Searching ProQuest Content on the Open Web

ProQuest's platform enhancements that make subscription and open access content readily searchable on the open web reveals a volume and variety of source material of benefit to students, teachers and the general public.


In mid-June 2020, ProQuest announced that it was making enhancements to its platform that would improve the accessibility of subscription and open access content. It’s no real secret that most people, whether they are students, faculty or the general public, go first to the open web to find information. This is true even when they have access through their library to subscription databases from companies like ProQuest. This preference is probably increasing during these times of working from home and home schooling.

To see how this works, use the URL search.proquest.com. You can search on all the content or limit your search to scholarly journals, books, video & audio, or newspapers. Click on the More tab to further limit your search to 13 additional sources, including historical newspapers, magazines, trade journals, reports, wire feeds, working papers and government publications.
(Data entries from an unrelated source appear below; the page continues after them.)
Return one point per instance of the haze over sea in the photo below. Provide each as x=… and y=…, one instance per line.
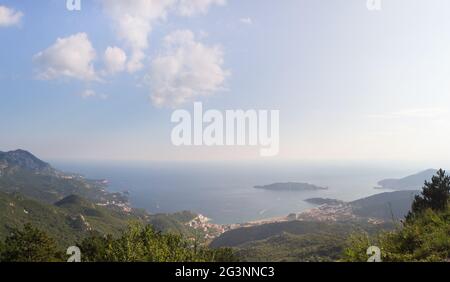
x=224, y=191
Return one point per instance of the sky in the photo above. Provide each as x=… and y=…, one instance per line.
x=102, y=83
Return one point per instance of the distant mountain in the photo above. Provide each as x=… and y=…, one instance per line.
x=69, y=206
x=291, y=240
x=22, y=172
x=412, y=182
x=291, y=186
x=323, y=201
x=385, y=205
x=68, y=221
x=12, y=161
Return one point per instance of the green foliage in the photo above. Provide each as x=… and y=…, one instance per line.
x=424, y=236
x=435, y=195
x=138, y=243
x=29, y=245
x=143, y=244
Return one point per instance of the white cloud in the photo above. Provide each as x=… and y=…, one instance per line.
x=187, y=69
x=412, y=113
x=71, y=57
x=133, y=21
x=246, y=20
x=115, y=60
x=89, y=93
x=9, y=17
x=193, y=7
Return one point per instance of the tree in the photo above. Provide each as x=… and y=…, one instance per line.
x=29, y=245
x=435, y=195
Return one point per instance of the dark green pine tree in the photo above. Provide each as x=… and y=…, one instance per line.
x=29, y=245
x=435, y=195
Included in the search are almost a billion documents.

Once you’ve done a search, you can sort results by relevance, oldest first, or most recent first and limit by date. Additionally, you can preview the content (assuming that a preview is available, which it is not for all content, particularly for historical newspapers). Keep in mind that the preview might not be text; it could be 30 seconds of video, since there are different levels of preview. If the publication is OA, you will see the designation Full Text to the right of the citation. Click on the citation and you are redirected to the site hosting the full text. For example, a result from a Working Paper in Economics redirected me to RePec.
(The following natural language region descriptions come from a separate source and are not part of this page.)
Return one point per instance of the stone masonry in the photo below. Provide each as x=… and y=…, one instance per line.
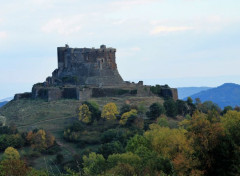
x=83, y=73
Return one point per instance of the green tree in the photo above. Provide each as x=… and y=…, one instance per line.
x=182, y=108
x=155, y=110
x=11, y=154
x=171, y=108
x=110, y=148
x=128, y=117
x=94, y=164
x=84, y=114
x=162, y=121
x=94, y=109
x=13, y=167
x=125, y=108
x=226, y=109
x=109, y=111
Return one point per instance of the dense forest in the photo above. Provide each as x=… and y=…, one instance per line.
x=176, y=138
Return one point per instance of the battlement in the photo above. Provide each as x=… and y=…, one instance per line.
x=83, y=73
x=89, y=66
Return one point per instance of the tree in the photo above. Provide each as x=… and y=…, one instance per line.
x=155, y=110
x=110, y=148
x=40, y=140
x=205, y=134
x=171, y=108
x=209, y=106
x=128, y=117
x=125, y=108
x=94, y=164
x=11, y=154
x=162, y=121
x=226, y=109
x=84, y=114
x=13, y=167
x=109, y=111
x=182, y=108
x=94, y=109
x=169, y=144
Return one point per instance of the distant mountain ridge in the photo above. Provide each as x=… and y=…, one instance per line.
x=227, y=94
x=5, y=101
x=184, y=92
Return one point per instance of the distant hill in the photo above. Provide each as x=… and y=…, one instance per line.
x=227, y=94
x=184, y=92
x=5, y=101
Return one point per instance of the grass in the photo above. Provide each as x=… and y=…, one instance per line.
x=55, y=116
Prominent in several places on the site is the admonition that searchers can get more features if they log into their library’s site. To the extent possible, ProQuest wants to direct people to their local libraries. If searchers find something on the open web ProQuest platform that doesn’t include the full text, they can log into their library and come back to the full text. This assumes, of course, that their library has a subscription to the full text.

Jeff Wilensky, VP of Global Marketing, and Chris Burghardt, VP of Product Management, pointed out to me that the content included on the platform was not the licensed databases sold by ProQuest to libraries. Instead, it is content licensed from publishers. If you access documents via your library, they told me, you then have the option of translating the article into 20 different languages. For those not affiliated with an institution, ProQuest’s only solution is to sign up for a library card at your local public library and hope they have a ProQuest subscription.

Streamlining discoverability to ProQuest content by eliminating, at least to some extent, the dreaded paywall is a huge benefit. As Wilensky and Burghardt see it, this enhanced platform is a fusion of subscription and OA, bringing together remote learning and direct web entry. Plus, the volume and variety of discoverable information types can be eye-opening to web searchers. It provides ProQuest with a higher degree of web indexing than it previously had. These days, if you’re not indexed by web search engines, it’s akin to not existing at all. And ProQuest most definitely exists.